Утверждают, что Скиталец в первый раз объявился в Гамбурге зимой 1542 г., и там его видел виттенбергский студент Пауль фон Айтцен (впоследствии архиепископ); потом Скиталец посещал Вену (1599), Любек (1601), Москву (1613) и т. д.[47]
В эпоху романтизма легенда утратила свою важность для христианской пропаганды и стала обобщенным символом неприкаянности и отчаяния байронического героя, спорящего с небом и адом, с богами и с человечеством.

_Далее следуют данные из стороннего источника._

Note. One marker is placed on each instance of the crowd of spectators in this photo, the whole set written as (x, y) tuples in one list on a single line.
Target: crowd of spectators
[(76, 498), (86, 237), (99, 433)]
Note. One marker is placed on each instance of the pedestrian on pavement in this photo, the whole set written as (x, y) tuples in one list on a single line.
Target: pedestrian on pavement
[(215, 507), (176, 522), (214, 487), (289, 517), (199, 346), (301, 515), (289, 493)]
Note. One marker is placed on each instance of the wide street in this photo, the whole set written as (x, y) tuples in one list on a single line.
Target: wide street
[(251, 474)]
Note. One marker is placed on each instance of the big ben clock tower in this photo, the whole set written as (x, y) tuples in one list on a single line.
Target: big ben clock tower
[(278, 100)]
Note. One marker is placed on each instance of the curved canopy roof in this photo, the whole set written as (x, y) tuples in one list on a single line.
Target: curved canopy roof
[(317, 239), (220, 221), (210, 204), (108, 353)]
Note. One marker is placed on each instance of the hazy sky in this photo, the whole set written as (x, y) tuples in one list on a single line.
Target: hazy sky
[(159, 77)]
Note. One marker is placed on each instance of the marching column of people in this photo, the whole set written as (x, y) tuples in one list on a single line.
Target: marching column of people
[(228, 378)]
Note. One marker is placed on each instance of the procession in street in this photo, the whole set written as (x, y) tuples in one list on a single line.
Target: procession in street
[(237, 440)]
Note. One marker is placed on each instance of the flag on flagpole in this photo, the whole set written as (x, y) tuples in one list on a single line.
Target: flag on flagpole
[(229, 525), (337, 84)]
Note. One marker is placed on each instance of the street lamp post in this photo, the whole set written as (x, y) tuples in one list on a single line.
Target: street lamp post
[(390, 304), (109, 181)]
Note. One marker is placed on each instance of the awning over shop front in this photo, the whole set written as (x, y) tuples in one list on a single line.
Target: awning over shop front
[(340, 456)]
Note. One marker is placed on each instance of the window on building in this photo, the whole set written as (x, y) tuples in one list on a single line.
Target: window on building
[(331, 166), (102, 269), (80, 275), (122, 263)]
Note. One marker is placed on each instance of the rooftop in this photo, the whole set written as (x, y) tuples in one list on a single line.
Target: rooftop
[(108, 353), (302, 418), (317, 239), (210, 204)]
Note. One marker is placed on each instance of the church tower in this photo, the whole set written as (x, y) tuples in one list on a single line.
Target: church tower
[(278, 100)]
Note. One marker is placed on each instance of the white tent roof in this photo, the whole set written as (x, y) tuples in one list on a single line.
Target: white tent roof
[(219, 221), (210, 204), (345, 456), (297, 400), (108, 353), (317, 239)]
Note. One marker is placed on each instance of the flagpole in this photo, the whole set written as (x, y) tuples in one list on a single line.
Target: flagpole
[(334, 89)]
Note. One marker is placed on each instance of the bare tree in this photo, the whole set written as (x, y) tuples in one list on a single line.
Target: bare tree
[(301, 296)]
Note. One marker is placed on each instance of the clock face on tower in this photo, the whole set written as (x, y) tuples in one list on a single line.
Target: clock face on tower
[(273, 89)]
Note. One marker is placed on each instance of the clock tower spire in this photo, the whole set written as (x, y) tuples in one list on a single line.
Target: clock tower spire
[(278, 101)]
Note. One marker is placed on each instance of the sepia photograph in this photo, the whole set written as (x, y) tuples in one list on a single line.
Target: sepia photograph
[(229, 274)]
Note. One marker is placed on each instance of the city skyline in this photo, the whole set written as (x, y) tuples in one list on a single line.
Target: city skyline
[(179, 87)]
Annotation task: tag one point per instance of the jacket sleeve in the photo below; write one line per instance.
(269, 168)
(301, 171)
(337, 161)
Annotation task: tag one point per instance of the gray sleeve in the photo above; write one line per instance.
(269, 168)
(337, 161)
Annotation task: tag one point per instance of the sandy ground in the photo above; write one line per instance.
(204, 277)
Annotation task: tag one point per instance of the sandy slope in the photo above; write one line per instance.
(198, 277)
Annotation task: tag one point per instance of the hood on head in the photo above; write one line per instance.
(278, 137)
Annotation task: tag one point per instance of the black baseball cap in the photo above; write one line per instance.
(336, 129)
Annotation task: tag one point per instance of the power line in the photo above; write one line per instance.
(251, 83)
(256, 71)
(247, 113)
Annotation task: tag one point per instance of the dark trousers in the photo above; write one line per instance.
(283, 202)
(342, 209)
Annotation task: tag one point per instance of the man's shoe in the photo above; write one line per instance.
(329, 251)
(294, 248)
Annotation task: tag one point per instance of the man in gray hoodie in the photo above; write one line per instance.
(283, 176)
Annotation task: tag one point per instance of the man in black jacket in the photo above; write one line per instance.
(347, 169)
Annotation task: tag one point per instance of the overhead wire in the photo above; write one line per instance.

Пушкинский «Вечный Жид» — напоминание о тех версиях легенды, которые часто встречаются в поэзии и романах того времени. «Прославленный еврейский странник» появляется в написанном четырехстопным размером вставном (после LXXXIV строфы Песни первой) фрагменте в «Чайльд-Гарольде» (см. мой коммент. к «ЕО», глава Первая, XXXVIII, 9). Еще один скиталец упомянут в «Мельмоте» (см. выше коммент. к XII, 9). В «Монахе» Льюиса, скверно изготовленном вареве, которое было опубликовано анонимно в 1796 г., среди персонажей второго плана есть таинственный незнакомец, у которого под бархатной лентой, скрывающей лоб, обнаруживается пылающий крест, и это не кто иной, как Вечный Жид. В русском переложении (указано Лернером в «Звеньях», т. 5 [1935], с. 72) это сочинение приписывалось очень популярной даме, «славной госпоже Радклиф», т. е. Анне Радклиф (1764–1823), чьи выдумки в готических переводах оказали столь сильное влияние на Достоевского, что призрак почтенной леди — благодаря его произведениям — все еще тревожит сон подростков в Европе, Америке и Австралии. Тема Вечного Жида была использована и самим Пушкиным в двадцативосьмистрочном, написанном ямбическими четырехстопниками фрагменте (сочинен, вероятно, в 1826 г.), начинающемся: «В еврейской хижине лампада / В одном углу бледна горит…», — который должен был (согласно записи от 19 фев. 1827 г. в дневнике Франтишека Малевского, напечатанном в томе LVIII «Литературного наследства», [1952], 266) стать началом поэмы «Вечный Жид»; обращался к этой теме также Жуковский в «Странствующем жиде» (первый отрывок датируется 1831 г., а скучная поэма — 1851–52 гг.); Кюхельбекер задумал своего замечательного «Агасвера» как эпическую поэму в 1832 г. (вступление написано 6 апр. 1832 г. в Свеаборгской крепости в Хельсинки), а затем там же, в Свеаборге приступил к драматической поэме, окончательно завершенной в Акше, в Сибири, 1840–1842, а напечатанной (не полностью) посмертно в «Русской старине», 1878, XXI, 404–462.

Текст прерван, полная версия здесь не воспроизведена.